PENNSBURY >> Pennsbury taxpayers won’t be paying as much in taxes in 2019-20 due to an $895,000 clerical error on the district’s tax resolution.

The district’s business manager Chris Berdnik revealed the error during the August Pennsbury School Board and finance committee meetings.

In June, the school board approved a final budget boosting the tax rate by 2.11 percent to pay for its budgetary expenses in 2019-20.

But when the signed tax resolution was sent to the district’s tax collectors, Berdnik said it listed the tax rate as 170.076 mills, which is a 1.51 percent increase instead of the 2.11 percent increase approved by the board. A 2.11 percent increase would have yielded a rate of 171.076 mills.

“I believe this was simply an error in typing ‘0’ when ‘1’ should have been,” said Berdnik, noting the document was prepared by the district’s interim business manager.

The good news for taxpayers is they won’t be digging as deep into their pockets to pay their school tax bill.

And fortunately for the district, Berdnik said the district will be able to make up much of the shortfall thanks to a better collection rate than anticipated by the budget and greater than expected assessed values in June, which boosts the value of mileage in the district.

“These two factors alone helped to offset the $895,000 missing revenue by about $400,000,” said Berdnik.

In addition, he said a July report from the county indicates an additional bump in assessed values that will generate about $300,000 more for the district than anticipated, bringing the anticipated shortfall to just under $200,000.

“We were very blessed with some good fortunate,” Berdnik told the finance committee. “We certainly lost that mileage, but the financial impact is somewhat mitigated. We have no recourse. Our tax rate is what was written into the resolution,” he said.

Board member Joshua Waldorf, who chairs the finance committee, said they will take a closer look at the numbers next spring and see where the district stands.

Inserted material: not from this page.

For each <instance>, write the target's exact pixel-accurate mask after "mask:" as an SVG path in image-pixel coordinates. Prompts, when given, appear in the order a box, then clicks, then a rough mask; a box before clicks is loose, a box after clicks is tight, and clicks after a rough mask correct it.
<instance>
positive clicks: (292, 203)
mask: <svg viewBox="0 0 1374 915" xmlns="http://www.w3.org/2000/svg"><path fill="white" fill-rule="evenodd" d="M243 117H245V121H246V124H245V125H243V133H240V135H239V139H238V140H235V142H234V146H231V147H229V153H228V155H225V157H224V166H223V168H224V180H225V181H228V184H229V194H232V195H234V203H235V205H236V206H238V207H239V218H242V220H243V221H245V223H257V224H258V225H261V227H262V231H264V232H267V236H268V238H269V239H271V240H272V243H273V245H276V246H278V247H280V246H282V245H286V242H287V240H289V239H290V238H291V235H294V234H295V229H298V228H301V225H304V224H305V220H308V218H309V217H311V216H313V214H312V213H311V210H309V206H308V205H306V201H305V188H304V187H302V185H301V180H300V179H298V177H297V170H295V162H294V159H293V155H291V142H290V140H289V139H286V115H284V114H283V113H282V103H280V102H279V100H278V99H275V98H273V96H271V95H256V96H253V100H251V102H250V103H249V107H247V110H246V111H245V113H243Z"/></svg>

“It’s the beginning of the school year. It’s not time to slash our budget,” he said. “We, as a committee, maybe in April will need to look at it and say, ‘Okay. We’re not going to make that up. What’s the solution? Do we look at fund balance? Do we want to cut? Those are the things we need to be prepared for,” he said.

Berdnik has made a series of recommendations to the board to ensure that such a mistake won’t happen again.

Chief among them is for the board to decide on a tax rate in May and not wait until June to make that decision.

“You don’t need the drama in June,” said Superintendent Dr. William Gretzula. “You’re whittling all the way through the budget calendar. But to put it right up to the 11th hour in June is somewhat unnecessary. If you’ve done your job and you’ve done it well there should be no surprises. Everything is out there in May. All the documents are produced. Everyone has plenty of eyes on them.”

“And knowing the tax rate and finishing those details gives you the chance to have the actual Department of Education form in front of you so there is no mystery. The tax rate should agree with what’s in the resolution,” said Berdnik, who discovered the error when preparing the state form.

He also recommended that the general fund budget be prepared on PDE 2028, with the final version available the evening the budget is adopted.

“June 20th is too late to be exploring scenarios and simply have the right document exposed to board review and public exposure likely prevents this error, because the tax rate would be listed in the document,” said Berdnik. “This does not preclude additional usage of a more user-friendly document as is Pennsbury’s practice.”

Berdnik also recommended approval of an electronic document management system, which the board did at its August meeting in voting to purchase BoardDocs Light Version at a cost of $2,700.

“With BoardDocs, what is now a thick binder of material would all be accessible online, improving transparency and providing the board easier access to perform governance tasks, such as adopting a budget and setting a tax rate,” said Berdnik.